4. Guaranteed ten-second pimple vanisher - and I just vanished from a dinner appointment because of break-outs. Botox, lasers, IPLs, you name them, aside from being costly, take time to administer with results coming out in the next full moon
5. Extendable ears - gossips would probably line up to purchase them if they were sold at Tesco or Walmart (lol). Do you wonder what's the counterpart of extendable ears used in our world to scan private emails or confidential info?
6. Harry and Narcisa Malfoy's exchange of words - if this part was in the film I hope it will have shown teenagers how to talk back to adults fairly. In some cultures, and you may be aware of them, the young are expected to bow their heads and keep their mouth shut while adults abuse them verbally. These adults appear to deem tongue-lashing their privilege and it's disrespectful of the youth to talk back even if it's done politely and within the bounds of reason.
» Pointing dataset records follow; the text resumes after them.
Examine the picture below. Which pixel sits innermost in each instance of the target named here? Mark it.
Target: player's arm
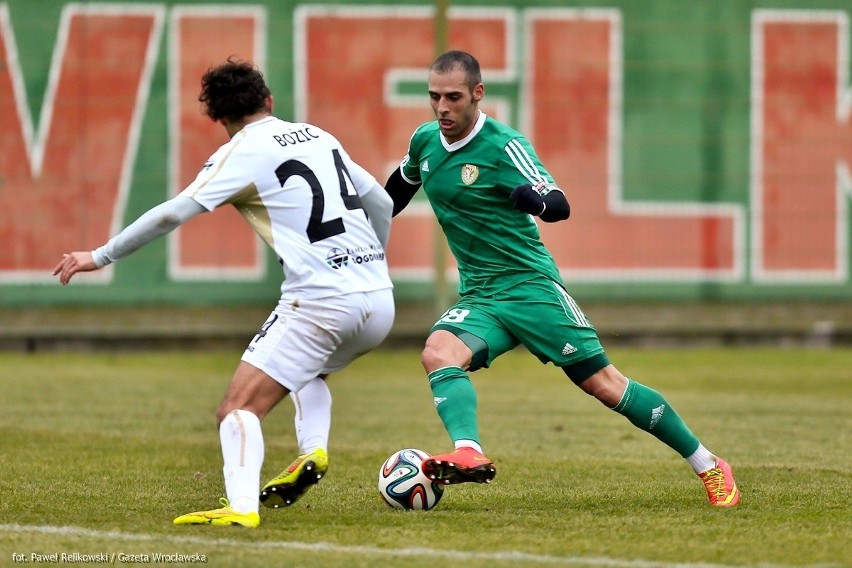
(374, 199)
(152, 224)
(401, 191)
(379, 207)
(544, 200)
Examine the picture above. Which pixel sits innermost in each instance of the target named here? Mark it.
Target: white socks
(701, 460)
(313, 415)
(242, 452)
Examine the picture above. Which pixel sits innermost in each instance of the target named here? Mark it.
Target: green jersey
(468, 185)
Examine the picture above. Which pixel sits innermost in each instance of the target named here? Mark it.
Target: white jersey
(299, 189)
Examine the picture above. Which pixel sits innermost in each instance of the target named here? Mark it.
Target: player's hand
(72, 263)
(527, 199)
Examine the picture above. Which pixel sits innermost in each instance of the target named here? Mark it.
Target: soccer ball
(403, 485)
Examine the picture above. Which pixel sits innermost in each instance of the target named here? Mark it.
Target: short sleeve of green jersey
(410, 166)
(521, 165)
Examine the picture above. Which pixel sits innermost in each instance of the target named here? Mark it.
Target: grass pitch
(101, 452)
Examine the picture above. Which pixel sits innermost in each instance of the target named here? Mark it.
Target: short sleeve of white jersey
(221, 177)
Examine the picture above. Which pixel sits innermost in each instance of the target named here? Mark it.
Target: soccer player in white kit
(328, 221)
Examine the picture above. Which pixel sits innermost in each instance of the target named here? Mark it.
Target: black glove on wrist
(526, 199)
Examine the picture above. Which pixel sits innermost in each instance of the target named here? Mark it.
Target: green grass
(100, 452)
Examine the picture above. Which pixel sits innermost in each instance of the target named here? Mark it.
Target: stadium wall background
(706, 147)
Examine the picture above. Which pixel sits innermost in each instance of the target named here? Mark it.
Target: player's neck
(232, 127)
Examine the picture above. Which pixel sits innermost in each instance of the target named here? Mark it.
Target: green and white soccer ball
(403, 485)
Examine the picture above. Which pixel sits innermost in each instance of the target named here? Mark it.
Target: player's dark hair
(463, 60)
(233, 90)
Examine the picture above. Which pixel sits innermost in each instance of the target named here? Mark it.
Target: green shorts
(538, 314)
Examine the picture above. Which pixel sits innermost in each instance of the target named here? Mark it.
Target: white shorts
(303, 339)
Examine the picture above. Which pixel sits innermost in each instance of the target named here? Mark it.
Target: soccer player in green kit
(485, 184)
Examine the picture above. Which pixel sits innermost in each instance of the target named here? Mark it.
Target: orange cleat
(459, 466)
(721, 487)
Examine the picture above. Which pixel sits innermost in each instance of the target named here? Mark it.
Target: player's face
(455, 106)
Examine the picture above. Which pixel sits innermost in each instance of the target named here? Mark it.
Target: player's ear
(478, 92)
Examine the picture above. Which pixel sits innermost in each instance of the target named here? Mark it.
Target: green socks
(646, 409)
(455, 401)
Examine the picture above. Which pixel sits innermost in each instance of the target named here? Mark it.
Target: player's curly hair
(233, 90)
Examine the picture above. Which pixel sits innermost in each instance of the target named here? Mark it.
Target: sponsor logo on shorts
(337, 258)
(568, 349)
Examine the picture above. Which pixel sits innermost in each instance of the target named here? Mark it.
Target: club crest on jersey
(469, 173)
(337, 258)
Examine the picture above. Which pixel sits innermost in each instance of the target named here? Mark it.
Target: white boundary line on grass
(509, 556)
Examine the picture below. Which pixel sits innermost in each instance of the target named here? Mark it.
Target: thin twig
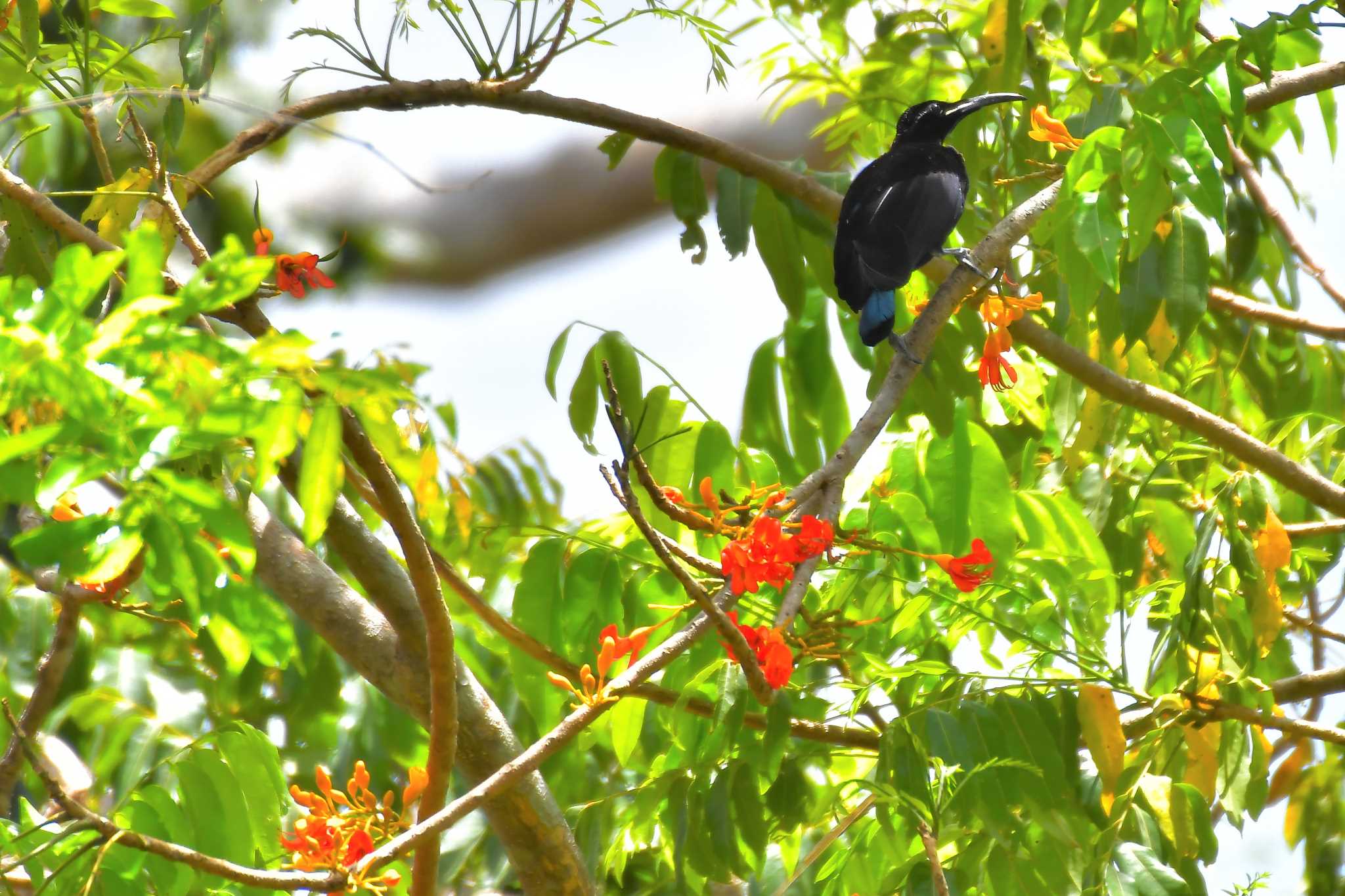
(51, 672)
(827, 839)
(535, 72)
(1254, 186)
(1294, 83)
(1271, 314)
(287, 880)
(100, 151)
(1222, 710)
(439, 643)
(1313, 628)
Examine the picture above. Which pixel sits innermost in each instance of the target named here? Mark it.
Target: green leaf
(615, 147)
(627, 723)
(256, 763)
(583, 410)
(152, 812)
(323, 472)
(613, 349)
(1184, 274)
(553, 359)
(135, 9)
(214, 803)
(735, 202)
(778, 244)
(198, 43)
(1136, 871)
(971, 494)
(1141, 293)
(1098, 234)
(30, 32)
(27, 441)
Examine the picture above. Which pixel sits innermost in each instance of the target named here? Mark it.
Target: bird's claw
(900, 344)
(963, 257)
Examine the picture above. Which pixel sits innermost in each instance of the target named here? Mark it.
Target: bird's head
(933, 120)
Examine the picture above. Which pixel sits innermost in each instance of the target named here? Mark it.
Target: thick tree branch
(919, 340)
(1271, 314)
(1308, 685)
(1218, 431)
(420, 95)
(439, 641)
(1247, 171)
(51, 672)
(525, 817)
(1296, 727)
(1294, 83)
(549, 743)
(286, 880)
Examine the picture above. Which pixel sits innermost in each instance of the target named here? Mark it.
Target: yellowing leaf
(1289, 771)
(1201, 758)
(1101, 723)
(993, 35)
(112, 209)
(1161, 337)
(1158, 794)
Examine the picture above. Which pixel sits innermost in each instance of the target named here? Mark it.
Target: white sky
(487, 344)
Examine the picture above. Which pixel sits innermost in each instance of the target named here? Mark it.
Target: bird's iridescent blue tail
(877, 316)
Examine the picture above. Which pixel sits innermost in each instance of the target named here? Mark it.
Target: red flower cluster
(1000, 312)
(341, 828)
(292, 272)
(970, 571)
(767, 555)
(768, 645)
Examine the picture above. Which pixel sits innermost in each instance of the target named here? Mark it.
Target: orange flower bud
(708, 495)
(417, 778)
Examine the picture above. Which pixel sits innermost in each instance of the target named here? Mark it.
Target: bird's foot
(900, 344)
(963, 257)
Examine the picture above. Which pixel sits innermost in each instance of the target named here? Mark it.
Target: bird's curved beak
(973, 104)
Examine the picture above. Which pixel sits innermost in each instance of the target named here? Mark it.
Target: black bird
(900, 210)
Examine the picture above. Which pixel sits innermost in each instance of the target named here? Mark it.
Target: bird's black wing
(894, 217)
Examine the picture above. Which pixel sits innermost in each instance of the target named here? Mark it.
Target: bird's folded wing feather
(902, 226)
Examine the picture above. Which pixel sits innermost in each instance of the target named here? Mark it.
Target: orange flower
(993, 364)
(359, 845)
(776, 658)
(970, 571)
(292, 270)
(416, 781)
(768, 645)
(1052, 131)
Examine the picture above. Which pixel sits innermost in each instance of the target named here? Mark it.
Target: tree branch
(1296, 727)
(420, 95)
(548, 744)
(1254, 186)
(919, 340)
(286, 880)
(439, 641)
(1297, 477)
(1294, 83)
(1308, 685)
(51, 672)
(1271, 314)
(529, 824)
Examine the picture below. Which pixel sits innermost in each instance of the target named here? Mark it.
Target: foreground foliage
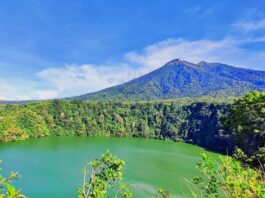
(105, 179)
(228, 179)
(7, 190)
(190, 120)
(246, 119)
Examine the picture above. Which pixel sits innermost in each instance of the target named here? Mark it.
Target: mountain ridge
(180, 78)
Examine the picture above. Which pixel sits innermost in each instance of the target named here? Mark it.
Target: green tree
(228, 179)
(105, 179)
(7, 190)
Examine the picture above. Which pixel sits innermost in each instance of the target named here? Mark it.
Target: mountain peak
(180, 78)
(178, 62)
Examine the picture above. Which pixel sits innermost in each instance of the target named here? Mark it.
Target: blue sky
(58, 48)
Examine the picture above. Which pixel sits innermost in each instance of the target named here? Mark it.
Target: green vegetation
(228, 179)
(7, 190)
(105, 179)
(190, 120)
(246, 119)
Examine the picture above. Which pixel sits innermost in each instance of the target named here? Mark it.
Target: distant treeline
(220, 124)
(191, 120)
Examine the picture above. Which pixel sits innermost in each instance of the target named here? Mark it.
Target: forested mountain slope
(183, 79)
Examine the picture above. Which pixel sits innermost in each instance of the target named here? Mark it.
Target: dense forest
(236, 126)
(221, 124)
(192, 120)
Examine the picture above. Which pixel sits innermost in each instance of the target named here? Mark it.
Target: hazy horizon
(51, 49)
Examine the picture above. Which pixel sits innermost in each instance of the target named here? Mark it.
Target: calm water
(51, 167)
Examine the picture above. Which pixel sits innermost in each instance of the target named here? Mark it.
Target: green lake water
(51, 167)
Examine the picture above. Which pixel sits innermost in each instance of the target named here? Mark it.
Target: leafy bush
(7, 190)
(246, 119)
(105, 179)
(228, 179)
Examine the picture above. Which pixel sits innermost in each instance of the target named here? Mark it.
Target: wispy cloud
(251, 25)
(79, 79)
(74, 79)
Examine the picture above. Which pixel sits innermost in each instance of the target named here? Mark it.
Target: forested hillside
(191, 120)
(179, 78)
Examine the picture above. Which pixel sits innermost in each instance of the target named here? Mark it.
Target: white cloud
(71, 80)
(79, 79)
(251, 25)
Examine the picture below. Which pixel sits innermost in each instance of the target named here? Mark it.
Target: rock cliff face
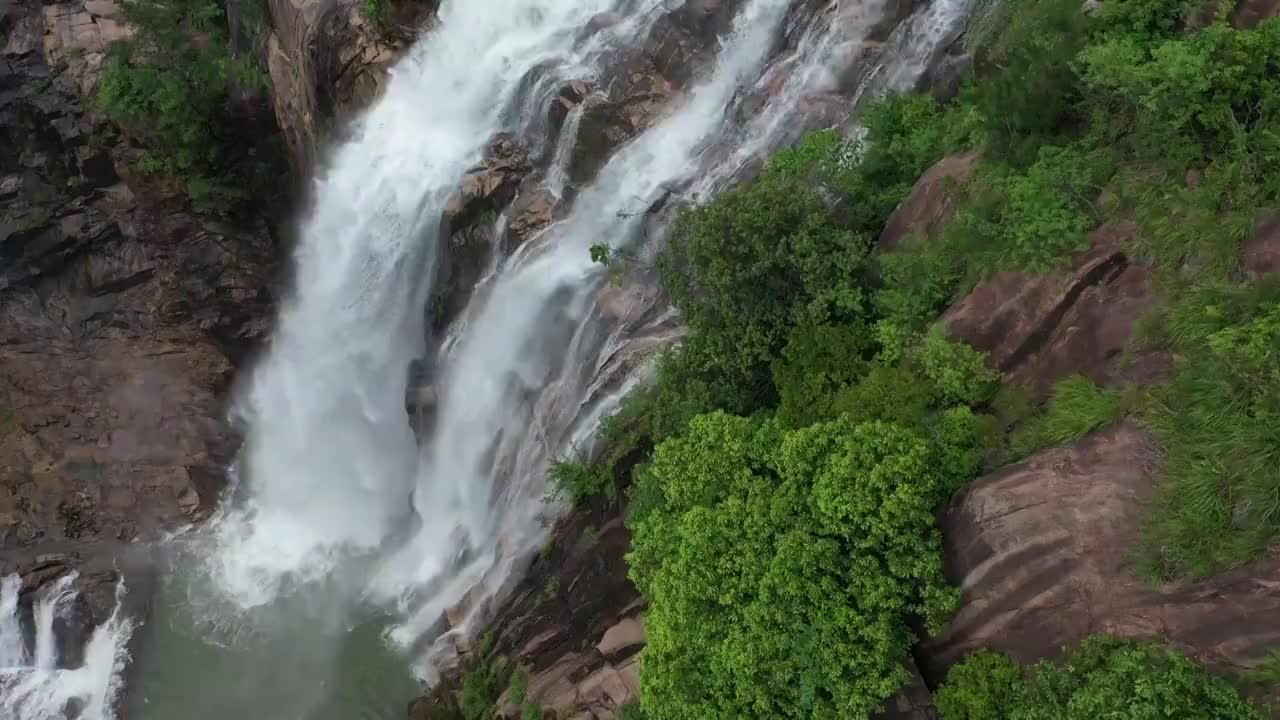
(1040, 554)
(122, 315)
(328, 59)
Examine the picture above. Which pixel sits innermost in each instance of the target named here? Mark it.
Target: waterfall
(346, 531)
(35, 684)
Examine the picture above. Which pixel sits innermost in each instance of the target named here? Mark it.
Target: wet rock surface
(929, 204)
(1040, 554)
(1040, 328)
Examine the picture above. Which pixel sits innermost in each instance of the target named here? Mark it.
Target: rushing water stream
(320, 591)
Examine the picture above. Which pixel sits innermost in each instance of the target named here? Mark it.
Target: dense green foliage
(827, 532)
(1219, 422)
(813, 420)
(1075, 408)
(1101, 678)
(172, 85)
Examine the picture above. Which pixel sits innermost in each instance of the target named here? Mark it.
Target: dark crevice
(1101, 274)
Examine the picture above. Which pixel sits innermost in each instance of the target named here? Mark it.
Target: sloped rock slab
(1040, 554)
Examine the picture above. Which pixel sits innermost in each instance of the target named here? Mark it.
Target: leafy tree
(826, 532)
(1075, 408)
(960, 372)
(745, 269)
(170, 85)
(1102, 678)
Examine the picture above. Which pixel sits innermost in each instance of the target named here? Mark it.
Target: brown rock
(1040, 328)
(913, 702)
(1040, 554)
(1249, 13)
(1262, 251)
(931, 201)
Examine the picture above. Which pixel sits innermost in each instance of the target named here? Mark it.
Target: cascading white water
(329, 455)
(35, 686)
(342, 509)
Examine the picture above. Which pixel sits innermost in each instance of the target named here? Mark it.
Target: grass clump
(1102, 677)
(172, 83)
(1216, 420)
(1075, 408)
(480, 688)
(839, 540)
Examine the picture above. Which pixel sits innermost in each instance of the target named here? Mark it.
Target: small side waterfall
(353, 548)
(35, 683)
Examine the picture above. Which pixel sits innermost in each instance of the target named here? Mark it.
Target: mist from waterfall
(352, 546)
(35, 682)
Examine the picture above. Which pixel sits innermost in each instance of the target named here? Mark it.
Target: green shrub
(519, 686)
(170, 85)
(1028, 91)
(1101, 678)
(960, 372)
(579, 481)
(987, 686)
(480, 688)
(630, 711)
(1075, 408)
(1217, 505)
(826, 532)
(745, 269)
(917, 282)
(887, 392)
(376, 12)
(1266, 673)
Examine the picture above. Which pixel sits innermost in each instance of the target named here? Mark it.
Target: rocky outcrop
(122, 314)
(1040, 554)
(1249, 13)
(1261, 254)
(76, 37)
(574, 623)
(929, 204)
(328, 59)
(1040, 328)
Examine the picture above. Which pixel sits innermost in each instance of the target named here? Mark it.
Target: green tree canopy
(1104, 677)
(782, 566)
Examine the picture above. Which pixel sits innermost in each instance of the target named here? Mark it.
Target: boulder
(1040, 328)
(531, 210)
(1262, 250)
(1040, 554)
(76, 37)
(490, 185)
(931, 201)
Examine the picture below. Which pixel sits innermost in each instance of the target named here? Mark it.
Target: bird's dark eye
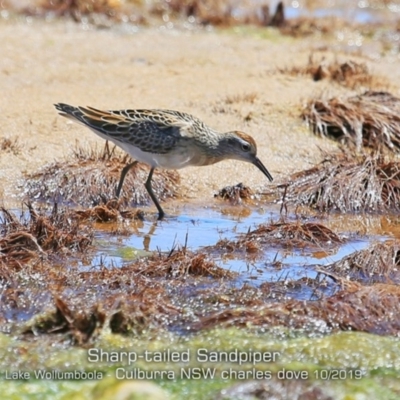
(246, 147)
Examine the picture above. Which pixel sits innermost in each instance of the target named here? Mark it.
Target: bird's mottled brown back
(154, 131)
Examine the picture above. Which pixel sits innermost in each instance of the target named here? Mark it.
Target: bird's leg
(122, 178)
(161, 212)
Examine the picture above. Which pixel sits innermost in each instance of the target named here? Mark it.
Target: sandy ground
(221, 77)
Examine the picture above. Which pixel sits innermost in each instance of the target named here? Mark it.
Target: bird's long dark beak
(257, 162)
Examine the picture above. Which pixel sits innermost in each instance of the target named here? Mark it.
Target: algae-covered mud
(247, 289)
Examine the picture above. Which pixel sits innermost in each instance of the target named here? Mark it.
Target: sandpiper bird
(164, 139)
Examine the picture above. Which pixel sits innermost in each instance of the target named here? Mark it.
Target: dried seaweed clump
(38, 234)
(371, 119)
(360, 308)
(78, 9)
(350, 73)
(91, 176)
(235, 194)
(286, 234)
(347, 184)
(378, 263)
(109, 212)
(179, 263)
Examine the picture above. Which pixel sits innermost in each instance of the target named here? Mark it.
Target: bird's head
(241, 146)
This is one facet I don't like, nor agree with in a hierarchical society. I'm going to have a coronary if I have to go on without freedom of speech.
7. Slug Club - Have you had a professor like Horace Slughorn? He reminds me of a professor who, in that boarding school I attended, was known in hush-hush tones as a collector of students who are either rich or popular or brainy or talented. They were called Miranda's Angels and were usually the ones seen on stage, or making up the editorial staff of the school publications. (I'm not complaining though as I didn't have to gate-crash like Malfoy *sheepish smile*)
8. Potions Book - Harry changed the cover of the Half-Blood Prince's old potions book with the cover of his new copy. In highschool my classmates used to cover Mills & Boon paperbacks with A4 and write "The New Testament" on its front. It was their Bible during long, boring sermons in church.
9. Secrecy Sensors - non-magic folk have metal detectors, body scanners or K9's to name a few
10. Veela's wedding - I wish they portrayed Fleur's wedding in the film. We are used to stunning brides; I am curious how a veela would look in wedding garb. She must be bewitchingly beautiful.
12. Levicorpus - the previous weeks two of my T13 were about non-verbal communication. Muggles wave, wink, bow or beckon. Wizards dangle upside-down in mid-air when a non-verbal spell is used on them.
13. Quidditch and Felix Felicis - football and anabolic steroids (?)